The independent scene survived the collapse of Bar Wrestling. AEW grew into a massive national television product without his involvement. Impact Wrestling rebranded and rebuilt its roster after firing him. The world kept spinning.
History shows us exactly how these situations play out. Look at Velveteen Dream or Marty Scurll. Both men attempted quiet comebacks after their respective scandals. Both found that the doors to major promotions were permanently locked.
The internet does not forget, and corporate sponsors do not forgive. Ryan’s situation is even more severe because of his combative public stance.

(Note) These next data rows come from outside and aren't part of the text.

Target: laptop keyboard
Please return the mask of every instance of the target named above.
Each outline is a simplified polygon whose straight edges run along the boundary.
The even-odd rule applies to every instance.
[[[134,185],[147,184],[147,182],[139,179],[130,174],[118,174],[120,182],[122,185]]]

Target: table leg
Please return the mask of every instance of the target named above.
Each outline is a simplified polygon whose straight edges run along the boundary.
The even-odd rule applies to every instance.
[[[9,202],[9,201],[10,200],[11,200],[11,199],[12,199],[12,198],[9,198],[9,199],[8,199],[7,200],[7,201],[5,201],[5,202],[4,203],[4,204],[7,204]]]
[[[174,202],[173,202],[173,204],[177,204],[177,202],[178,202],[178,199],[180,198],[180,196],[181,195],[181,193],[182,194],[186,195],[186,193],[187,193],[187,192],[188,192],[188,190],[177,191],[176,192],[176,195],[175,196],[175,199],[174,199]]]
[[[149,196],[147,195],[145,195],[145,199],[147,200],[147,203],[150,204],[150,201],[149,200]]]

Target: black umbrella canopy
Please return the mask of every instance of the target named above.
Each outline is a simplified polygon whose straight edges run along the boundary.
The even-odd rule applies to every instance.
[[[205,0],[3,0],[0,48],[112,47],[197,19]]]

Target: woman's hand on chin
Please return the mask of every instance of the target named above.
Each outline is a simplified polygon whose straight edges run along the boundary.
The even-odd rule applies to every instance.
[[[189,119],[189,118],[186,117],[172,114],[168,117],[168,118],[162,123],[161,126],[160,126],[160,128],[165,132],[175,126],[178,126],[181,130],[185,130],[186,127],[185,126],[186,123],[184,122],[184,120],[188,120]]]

His current media strategy is a masterclass in how not to handle disgrace.
Every time he posts, he hands his critics a shovel and invites them to dig up his past. The industry is healthier without him. The locker rooms are safer without him. No amount of revisionist history will change the fact that his legacy is permanently defined by the summer of 2020.
We are watching a man shadowbox with ghosts. He is fighting a war for his reputation that he lost years ago. The best thing he could do for the wrestling business is to simply log off. But based on this week's outbursts, that is the one thing he refuses to do.